Law-and-order rhetoric doesn’t even reflect true American conservative principles, anyway. True conservatives revere America’s founders, who rebelled against a legal order established by a foreign king they deemed anathema to their own self-determination. And while a law-and-order mindset reserves problem solving for pressing issues like crime prevention and community stewardship solely for government agents, many conservatives support community solutions to these matters. 

The conservative ethic is expressed by philosopher Russell Kirk in his essay “Ten Conservative Principles,” in which Kirk advocates adherence to “custom, convention, and continuity” — in other words, tradition. 

The American conservative tradition is one of defiance against injustice. Founding events like Patrick Henry’s rebellion-inciting “Give Me Liberty or Give Me Death” speech, or the Boston Tea Party’s then-illegal anti-tax protest—from which the modern-day conservative Tea Party took its name—gave shape to this tradition. Unlike law-and-order supporters, the Founders, who conservative pundits praise continuously, abhorred laws that harmed their rights. In The Declaration of Independence, the Founders even encouraged the people to “alter or abolish” the government if it became corrupt. 

I’m not advocating for a revolution, but like the Founders, American conservatives should hold government powers to a high standard. And by endorsing practices like community policing and rehabilitation, conservatives do just that in a manner consistent with their beliefs. 

During his first inaugural address, beloved conservative figure President Ronald Reagan famously said that “Government is not the solution to our problem, government is the problem.”

Though conservatives in general honor Reagan’s legacy, holding every other presidential contender to his example, and while most conservatives want less intervention from the government on most social issues, still many see the government as the solution to lawlessness.

In conservative circles, issues of education, religious freedom, gun rights and welfare are all met with a similar refrain: Keep the government away!

So why in the world don’t conservatives treat criminal justice the same way? Instead of law-and-order, which is punitive and diminishes the community’s power to address the causes of crime, conservatives should advocate for methods that empower individuals within their own community. 
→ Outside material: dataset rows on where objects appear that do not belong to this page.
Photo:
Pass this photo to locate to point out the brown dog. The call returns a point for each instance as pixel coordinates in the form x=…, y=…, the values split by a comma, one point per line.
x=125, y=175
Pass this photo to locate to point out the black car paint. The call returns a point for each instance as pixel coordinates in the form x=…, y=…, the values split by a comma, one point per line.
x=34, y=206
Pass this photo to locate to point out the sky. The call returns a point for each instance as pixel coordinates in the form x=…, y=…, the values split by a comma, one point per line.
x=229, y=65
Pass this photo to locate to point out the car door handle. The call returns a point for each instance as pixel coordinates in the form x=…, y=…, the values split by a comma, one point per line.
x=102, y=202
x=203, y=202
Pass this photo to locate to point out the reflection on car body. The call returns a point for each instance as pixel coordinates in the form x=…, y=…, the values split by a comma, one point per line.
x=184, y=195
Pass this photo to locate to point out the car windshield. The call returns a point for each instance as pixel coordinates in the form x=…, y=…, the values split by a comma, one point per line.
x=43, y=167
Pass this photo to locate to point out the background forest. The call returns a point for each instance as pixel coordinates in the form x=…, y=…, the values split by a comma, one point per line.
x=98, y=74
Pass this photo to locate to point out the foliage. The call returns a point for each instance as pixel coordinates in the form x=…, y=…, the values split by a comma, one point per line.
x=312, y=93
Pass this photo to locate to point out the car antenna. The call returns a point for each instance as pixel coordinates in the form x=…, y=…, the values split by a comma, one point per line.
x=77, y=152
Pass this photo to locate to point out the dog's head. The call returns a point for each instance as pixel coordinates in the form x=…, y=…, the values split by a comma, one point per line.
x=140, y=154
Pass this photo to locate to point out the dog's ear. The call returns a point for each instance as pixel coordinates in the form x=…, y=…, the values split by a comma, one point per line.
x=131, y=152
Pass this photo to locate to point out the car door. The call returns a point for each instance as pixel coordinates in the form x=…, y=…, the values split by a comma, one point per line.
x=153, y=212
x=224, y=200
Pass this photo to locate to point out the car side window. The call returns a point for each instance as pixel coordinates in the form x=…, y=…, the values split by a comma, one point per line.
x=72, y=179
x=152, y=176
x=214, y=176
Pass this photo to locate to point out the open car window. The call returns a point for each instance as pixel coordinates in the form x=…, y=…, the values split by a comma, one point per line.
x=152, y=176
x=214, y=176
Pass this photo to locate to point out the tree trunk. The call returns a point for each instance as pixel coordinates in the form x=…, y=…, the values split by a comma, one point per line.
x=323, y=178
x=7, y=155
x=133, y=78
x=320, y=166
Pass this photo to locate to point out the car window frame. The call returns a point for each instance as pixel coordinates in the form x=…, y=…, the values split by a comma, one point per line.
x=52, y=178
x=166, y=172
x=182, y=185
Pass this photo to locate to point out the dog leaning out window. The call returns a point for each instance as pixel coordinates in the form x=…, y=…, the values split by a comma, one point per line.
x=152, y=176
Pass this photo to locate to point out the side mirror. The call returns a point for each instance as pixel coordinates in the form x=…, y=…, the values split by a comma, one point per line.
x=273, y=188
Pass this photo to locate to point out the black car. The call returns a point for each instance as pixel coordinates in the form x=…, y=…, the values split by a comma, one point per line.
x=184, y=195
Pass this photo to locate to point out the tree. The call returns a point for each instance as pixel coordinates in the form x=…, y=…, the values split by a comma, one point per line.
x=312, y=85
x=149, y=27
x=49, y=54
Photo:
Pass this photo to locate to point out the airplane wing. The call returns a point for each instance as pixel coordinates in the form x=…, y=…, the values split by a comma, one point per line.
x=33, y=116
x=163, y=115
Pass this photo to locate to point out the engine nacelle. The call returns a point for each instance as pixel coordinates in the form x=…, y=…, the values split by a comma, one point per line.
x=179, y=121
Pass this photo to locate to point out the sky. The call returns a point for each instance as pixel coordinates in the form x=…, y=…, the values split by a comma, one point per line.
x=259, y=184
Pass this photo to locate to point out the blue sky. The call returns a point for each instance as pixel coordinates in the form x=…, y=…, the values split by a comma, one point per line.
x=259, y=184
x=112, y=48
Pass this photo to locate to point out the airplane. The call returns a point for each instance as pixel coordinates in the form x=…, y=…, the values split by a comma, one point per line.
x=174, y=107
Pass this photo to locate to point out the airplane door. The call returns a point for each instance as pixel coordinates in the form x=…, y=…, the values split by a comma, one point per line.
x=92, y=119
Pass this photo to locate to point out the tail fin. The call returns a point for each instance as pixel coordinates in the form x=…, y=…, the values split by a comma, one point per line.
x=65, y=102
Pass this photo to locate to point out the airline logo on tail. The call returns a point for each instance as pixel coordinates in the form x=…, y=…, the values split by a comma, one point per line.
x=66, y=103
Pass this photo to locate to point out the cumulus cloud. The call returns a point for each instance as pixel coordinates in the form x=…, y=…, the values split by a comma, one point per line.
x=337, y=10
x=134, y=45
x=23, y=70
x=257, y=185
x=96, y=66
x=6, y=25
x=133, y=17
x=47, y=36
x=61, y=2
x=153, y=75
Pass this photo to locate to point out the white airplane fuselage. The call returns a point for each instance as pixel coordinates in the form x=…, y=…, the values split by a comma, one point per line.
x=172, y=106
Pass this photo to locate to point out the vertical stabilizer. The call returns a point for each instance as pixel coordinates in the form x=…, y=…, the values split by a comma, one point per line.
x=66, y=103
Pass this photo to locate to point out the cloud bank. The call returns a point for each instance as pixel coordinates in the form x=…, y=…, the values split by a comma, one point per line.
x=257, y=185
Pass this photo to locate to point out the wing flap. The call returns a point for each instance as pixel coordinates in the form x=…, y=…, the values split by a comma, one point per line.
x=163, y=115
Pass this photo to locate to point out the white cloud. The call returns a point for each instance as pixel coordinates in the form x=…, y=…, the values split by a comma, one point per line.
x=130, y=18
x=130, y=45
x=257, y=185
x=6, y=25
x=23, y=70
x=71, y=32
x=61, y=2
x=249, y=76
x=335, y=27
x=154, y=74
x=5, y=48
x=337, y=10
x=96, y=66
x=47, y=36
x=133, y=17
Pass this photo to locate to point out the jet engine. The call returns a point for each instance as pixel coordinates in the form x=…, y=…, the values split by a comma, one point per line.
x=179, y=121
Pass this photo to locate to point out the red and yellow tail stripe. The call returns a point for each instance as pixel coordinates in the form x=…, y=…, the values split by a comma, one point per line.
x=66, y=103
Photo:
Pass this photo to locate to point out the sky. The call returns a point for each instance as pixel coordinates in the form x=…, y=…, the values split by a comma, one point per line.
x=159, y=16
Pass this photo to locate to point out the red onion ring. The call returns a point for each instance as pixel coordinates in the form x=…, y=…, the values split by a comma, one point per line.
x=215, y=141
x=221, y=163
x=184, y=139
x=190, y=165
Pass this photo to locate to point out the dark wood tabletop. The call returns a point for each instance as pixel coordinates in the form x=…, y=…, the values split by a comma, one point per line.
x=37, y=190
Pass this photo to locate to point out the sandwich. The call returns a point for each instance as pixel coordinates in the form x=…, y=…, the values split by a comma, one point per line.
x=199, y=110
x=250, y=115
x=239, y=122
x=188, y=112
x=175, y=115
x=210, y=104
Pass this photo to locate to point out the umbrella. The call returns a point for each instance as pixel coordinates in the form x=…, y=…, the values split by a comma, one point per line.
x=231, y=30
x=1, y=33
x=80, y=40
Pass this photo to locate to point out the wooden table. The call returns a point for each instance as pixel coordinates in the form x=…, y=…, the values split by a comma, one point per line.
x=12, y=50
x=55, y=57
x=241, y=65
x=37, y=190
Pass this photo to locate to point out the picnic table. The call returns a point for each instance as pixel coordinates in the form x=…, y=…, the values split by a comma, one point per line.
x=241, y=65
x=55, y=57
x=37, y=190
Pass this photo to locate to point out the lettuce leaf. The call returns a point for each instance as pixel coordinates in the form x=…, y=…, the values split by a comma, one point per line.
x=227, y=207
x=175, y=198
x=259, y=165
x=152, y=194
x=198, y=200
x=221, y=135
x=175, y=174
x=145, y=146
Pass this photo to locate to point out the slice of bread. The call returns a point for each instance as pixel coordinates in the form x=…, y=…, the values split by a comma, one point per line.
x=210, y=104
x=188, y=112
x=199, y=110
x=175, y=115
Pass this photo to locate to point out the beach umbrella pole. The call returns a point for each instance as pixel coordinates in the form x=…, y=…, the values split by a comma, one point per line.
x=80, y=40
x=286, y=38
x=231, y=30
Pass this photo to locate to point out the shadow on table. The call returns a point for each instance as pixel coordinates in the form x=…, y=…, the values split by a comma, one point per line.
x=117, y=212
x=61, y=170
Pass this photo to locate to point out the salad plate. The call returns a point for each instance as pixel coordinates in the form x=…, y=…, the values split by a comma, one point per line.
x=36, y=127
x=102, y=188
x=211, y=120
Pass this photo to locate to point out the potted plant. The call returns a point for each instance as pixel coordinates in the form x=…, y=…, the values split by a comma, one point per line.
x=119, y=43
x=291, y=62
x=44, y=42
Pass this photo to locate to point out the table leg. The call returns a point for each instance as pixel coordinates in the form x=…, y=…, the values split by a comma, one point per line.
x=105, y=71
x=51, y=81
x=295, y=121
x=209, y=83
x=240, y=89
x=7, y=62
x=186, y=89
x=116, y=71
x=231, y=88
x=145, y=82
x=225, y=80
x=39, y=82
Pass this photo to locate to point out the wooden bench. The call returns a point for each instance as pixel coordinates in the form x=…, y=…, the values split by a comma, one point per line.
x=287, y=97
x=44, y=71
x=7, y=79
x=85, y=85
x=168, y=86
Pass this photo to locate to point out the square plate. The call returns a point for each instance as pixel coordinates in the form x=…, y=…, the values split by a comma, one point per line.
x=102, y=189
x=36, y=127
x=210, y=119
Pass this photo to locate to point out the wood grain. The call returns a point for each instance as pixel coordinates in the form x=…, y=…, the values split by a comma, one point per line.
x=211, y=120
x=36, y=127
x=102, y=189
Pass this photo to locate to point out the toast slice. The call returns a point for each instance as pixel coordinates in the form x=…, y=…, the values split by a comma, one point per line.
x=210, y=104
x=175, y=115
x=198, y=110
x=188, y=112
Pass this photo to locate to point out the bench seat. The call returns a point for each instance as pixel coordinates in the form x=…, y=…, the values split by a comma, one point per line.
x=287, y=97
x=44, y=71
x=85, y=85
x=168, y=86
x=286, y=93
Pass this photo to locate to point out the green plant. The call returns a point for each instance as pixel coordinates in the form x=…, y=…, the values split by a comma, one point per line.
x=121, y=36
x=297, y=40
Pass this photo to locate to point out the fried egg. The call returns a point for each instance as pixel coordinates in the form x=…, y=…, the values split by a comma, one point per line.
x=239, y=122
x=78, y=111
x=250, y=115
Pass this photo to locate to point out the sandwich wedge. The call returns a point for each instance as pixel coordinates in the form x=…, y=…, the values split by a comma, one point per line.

Trying to improve communities by locking up threats doesn’t work, and is not conservative. If conservatism pushes for small government, then community-oriented solutions are the only alternative. Also, community approaches to criminal justice trump punishment-based ones. In Ohio, for example, in 2011 Republican Governor John Kasich implemented a criminal divergence program, which shrunk the state’s recidivism rate to 31.2 percent over the course of a year — the lowest “since Ohio began tracking the figure using current methods in 1991.” This program involved classic community-oriented strategies, such as “diverting first-time, non-violent offenders to intensive community programming and away from the corruptive influence of career criminals in Ohio’s prison system.” More generally, the results of rehabilitation and community-based practices are in step with Ohio’s sterling success. Less crime means less law-and-order, and more consistent conservatism. 

Ultimately, conservatives already have the answer to criminal justice reform deep within their ideological precepts. As Ronald Reagan once wagered during a speech on Aug. 12, 1986, “The nine most terrifying words in the English language are: I’m from the Government, and I’m here to help.” 

The question remains: Will conservatives remember their roots, or buckle to the throes of passion?